Claim denials were a fact of life for Insurance the past 30-50 years, but they only increased since the ACA became law in 2010. While the ACA ultimately failed in many areas, one big change was that Insurance companies could not deny or cancel coverage due to pre-existing conditions. So when they could no longer deny coverage, health insurance companies simply began denying claims at higher scale. The claim-denial infrastructure (now AI-driven in some insurance companies) that has arisen after Obamacare is massisve. Cutting costs is a mainstay of how companies must function, and how health insurance companies survive under our broken healthcare system in the US. It just cannot be ignored that, after ACA, healthcare companies have become more creative in the pressure to remain profitable.

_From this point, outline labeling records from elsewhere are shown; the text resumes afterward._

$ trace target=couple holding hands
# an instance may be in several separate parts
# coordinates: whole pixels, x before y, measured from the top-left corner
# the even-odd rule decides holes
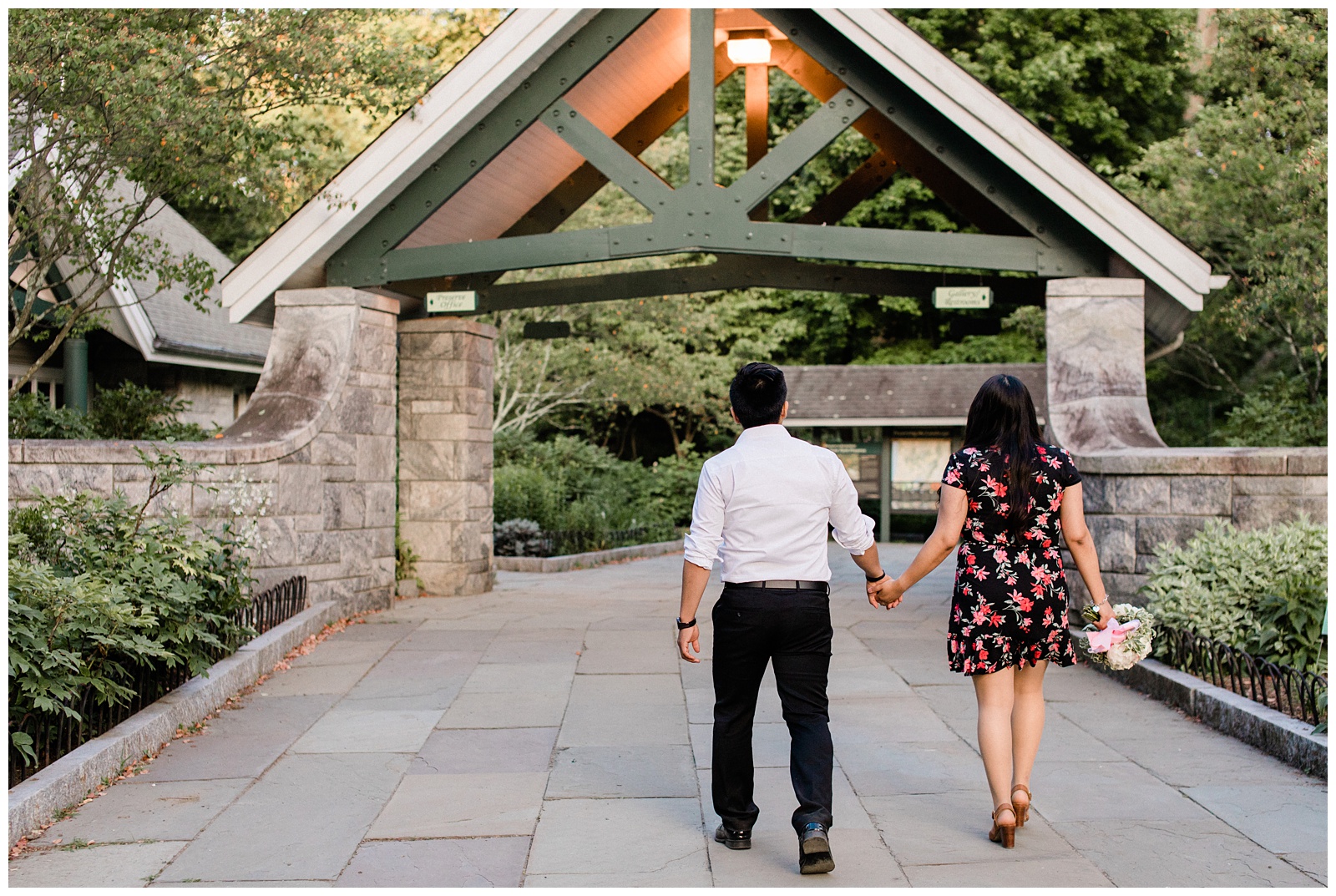
[[[974,682],[979,752],[993,795],[989,839],[1011,848],[1030,811],[1030,772],[1043,733],[1043,673],[1075,661],[1059,537],[1100,610],[1113,618],[1070,455],[1045,445],[1029,390],[999,374],[970,406],[965,446],[942,475],[937,526],[910,566],[882,568],[872,519],[839,458],[792,438],[784,374],[743,367],[729,387],[737,442],[701,469],[685,538],[677,649],[699,662],[696,610],[715,559],[723,593],[713,622],[712,797],[715,840],[751,847],[752,717],[767,664],[792,741],[799,871],[835,868],[831,853],[834,748],[826,696],[831,657],[827,531],[867,578],[872,606],[899,605],[915,582],[957,553],[947,661]],[[957,546],[959,545],[959,547]]]

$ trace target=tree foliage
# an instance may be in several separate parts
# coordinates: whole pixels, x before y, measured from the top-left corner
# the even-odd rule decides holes
[[[1234,402],[1248,395],[1240,419],[1253,422],[1291,410],[1284,381],[1293,381],[1316,410],[1300,425],[1308,435],[1233,425],[1226,437],[1325,443],[1327,12],[1216,15],[1220,43],[1198,77],[1204,108],[1118,186],[1230,275],[1170,373]]]
[[[32,370],[98,326],[95,306],[115,283],[183,284],[188,300],[207,300],[211,267],[144,232],[162,198],[274,223],[338,163],[330,109],[385,122],[411,105],[446,48],[411,31],[385,39],[395,17],[11,11],[9,345],[48,342]]]

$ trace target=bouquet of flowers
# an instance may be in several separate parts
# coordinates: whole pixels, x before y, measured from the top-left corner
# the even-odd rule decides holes
[[[1100,621],[1100,610],[1094,606],[1081,609],[1081,616],[1090,625],[1085,652],[1090,662],[1110,669],[1130,669],[1148,656],[1156,634],[1156,617],[1142,606],[1116,604],[1113,620],[1102,632],[1094,626]]]

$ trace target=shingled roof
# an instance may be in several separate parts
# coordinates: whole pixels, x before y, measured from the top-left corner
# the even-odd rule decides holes
[[[1043,365],[823,365],[783,367],[788,426],[963,426],[974,394],[1011,374],[1046,417]]]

I recall in 2010, a lifetime ago, insurance companies lobbied to convince Americans that socialized health care meant government “death panels” that would decide who gets treatment: in 2024, our claims-denial crisis is doing that very thing. Irony. But instead of government “death panels” it’s the insurance claims processor or an AI ruling on who gets treatment, and who doesn’t.
None of the above justifies happened this past week. By pointing out the reality of our dysfunctional health insurance system I just think it deserves thought, and merits discussion, while the authorities pursue the murderer. In observing our world as it exists, in reality, maybe it’s worth discussing a healthcare system that has actually gotten worse in the past decade…when we were told by so many politicians that getting better.
I hope they catch and punish the killer. It was an evil, horrific act. So was hearing about acts of health insurance companies and our claim-denial mini-industry, shoved into the spotlight this week. Two terrible things can be horrific, at the same time.
UPDATE:A person-of-interest was arrested on December 9th.